Most of the Eastern European Jews who emmigrated to Porland in the early 20th Century settled in SW Portland. The neighborhood thrived until the late 50's or early 60's, when it was torn down as part of the city's first urban renewal plan. There were many synagogues and Kosher deli's and bakeries and schools and a place called the Neighnborhood house, which was like a community center for the neighborhood.
Above, and below are a few shots I shot in the neighborhood as it appears now.
these first couple above and the one that is just below are just below the Naito Pkwy, and just above Interstate 5 and the Ross Island bridge. This would be the southern-most end of the old Portland Jewish shtetl -- now, as you can see, grassy highway medians and overgrown blackberry bushes -- home to more than few homeless individuals. (in case you can't make it out, the two shots above show a homeless person's tent and boots as the sun rises early one morning).

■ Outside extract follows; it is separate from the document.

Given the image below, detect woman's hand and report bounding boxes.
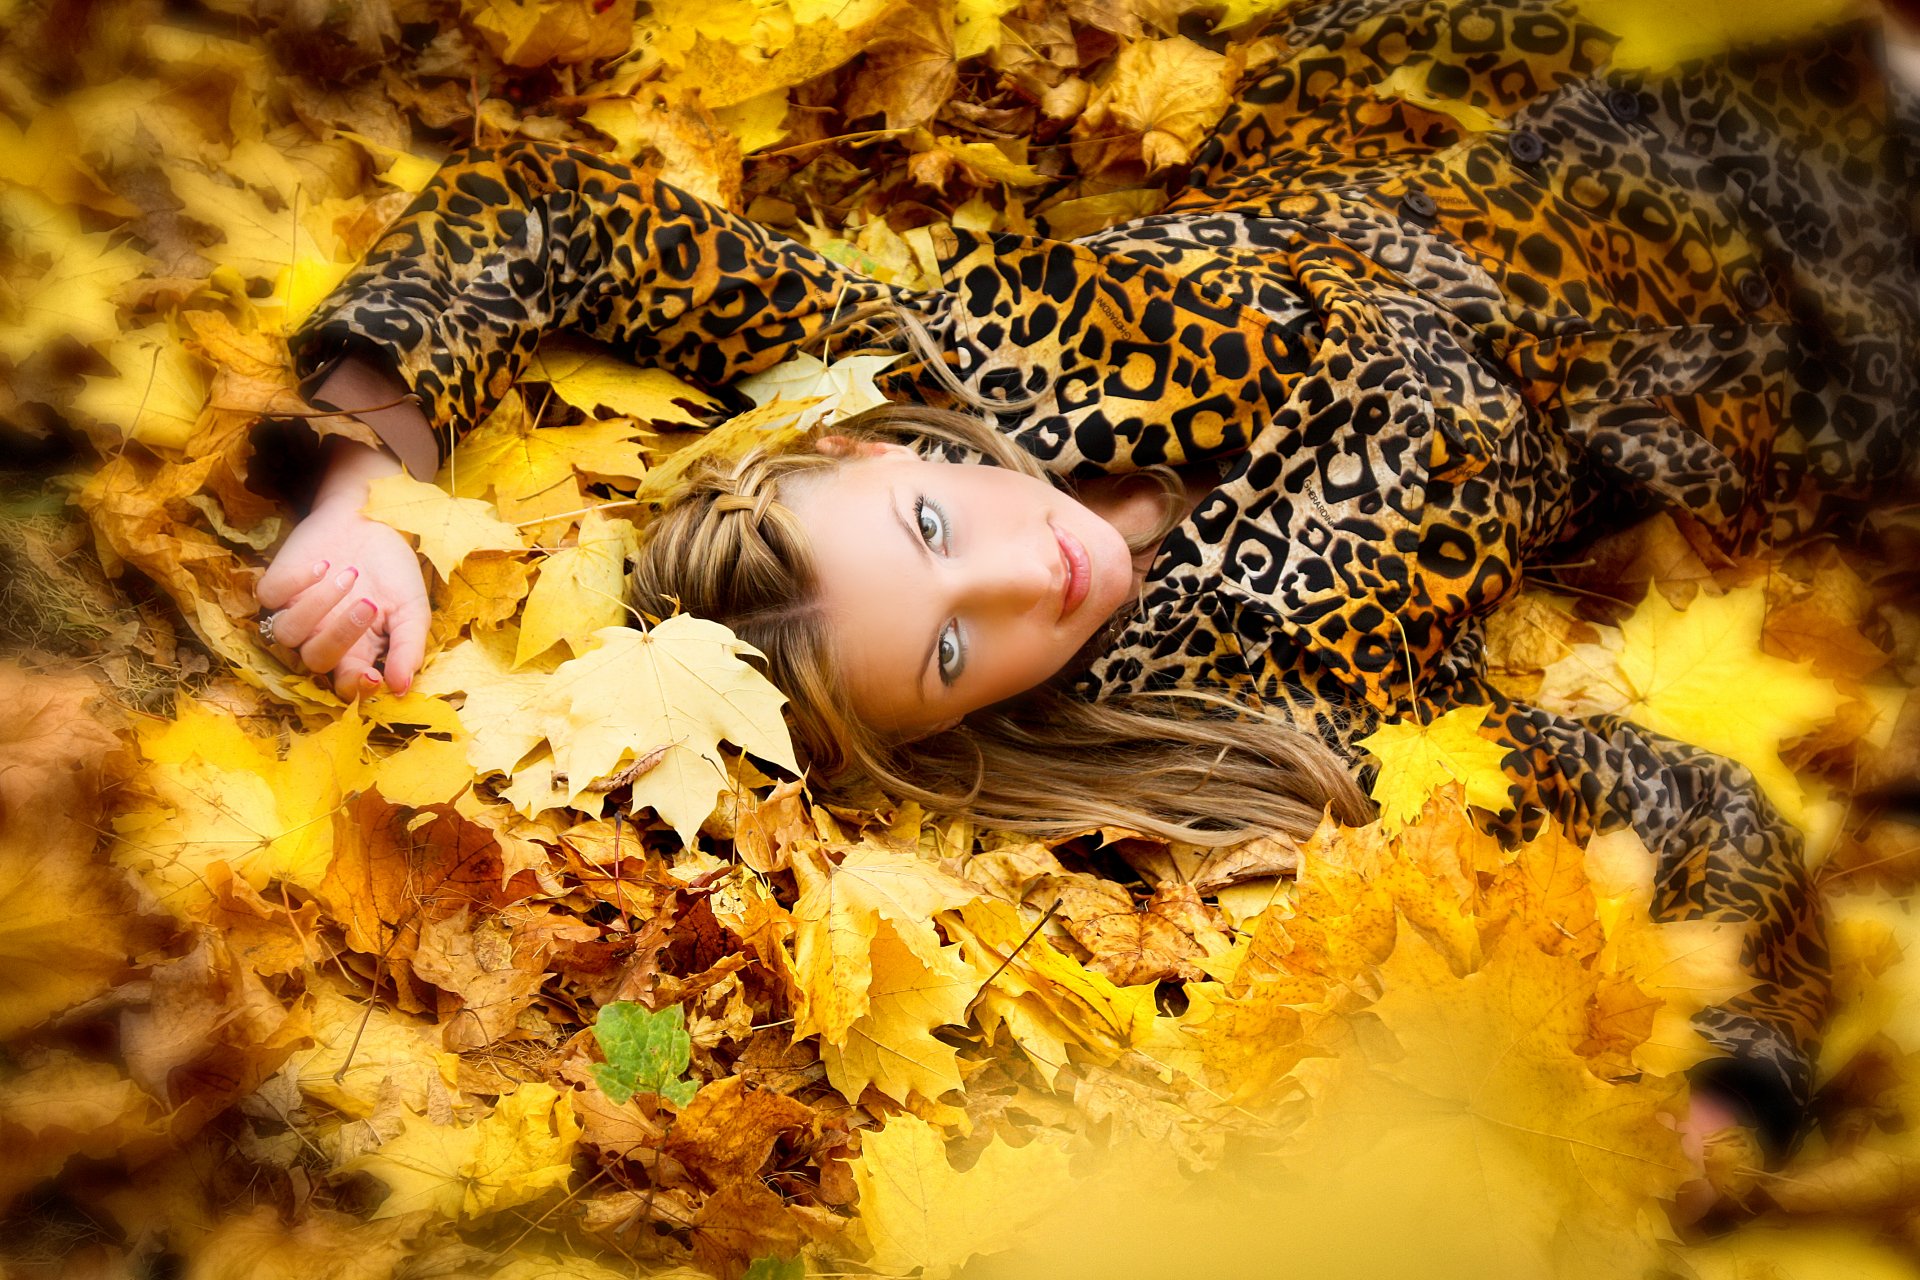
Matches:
[1664,1089,1761,1229]
[256,437,430,698]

Congregation Kesser Israel was founded in 1916 and built their synagogue on the corner of SW 2nd Ave and Meade Street. the building still stands, but is now houses the Christian "Church of all Nations" congregation. They gave me permission to photograph there one recent Sunday morning. Here are three shots. The first in the main chapel before the service. The second shot is of church elders praying up in the tower room of the building before the service. The last of these is a painting I found in a back room off the main chapel of Armageddon.



And the last bunch for today, a few random shots from around SW Portland. This first one is a man I bumped into down by an old Greyound terminal on Corbett Avenue.

This next shot below is of him walking away from me, north towards downtown, past the old terminal (he asked me if I knew how to get to downtown from there -- he said he had already walked all the way from Beaverton -- a very long way -- very strange...);

the next shot below is a couple of homeless men (I guess) pushing a shopping cart full of junk across SW First Avenue, I'm shooting through the windshield of my truck;

And the next below is the shipping and receiving door on the side of an old buisiness on the northeast corner of Arthur St. and First Avenue;

and last of this bunch is a road sign showing the intersection of Baker and Water St. -- this would be on the Northern bank of the old Marquam Gulch as it ran down to the Willamette (there was a gulch that ran from the west hills of Portland thru the middle of the Jewish neighborhood, down to the river; many Jews lived along it).

Oh, I have to post one more today, sorry, but this is too good to pass up! -- this was shot on Saturday -- Halloween -- the first year of what is supposed to become an annual tradition for a group of Portlanders -- to play soccer in Halloween costumes at Duniway Park. This is just to west of what was the heart of the old Jewish neighborhood, in an area that used to be the Marquam Gulch (if I'm reading my maps and geography correct).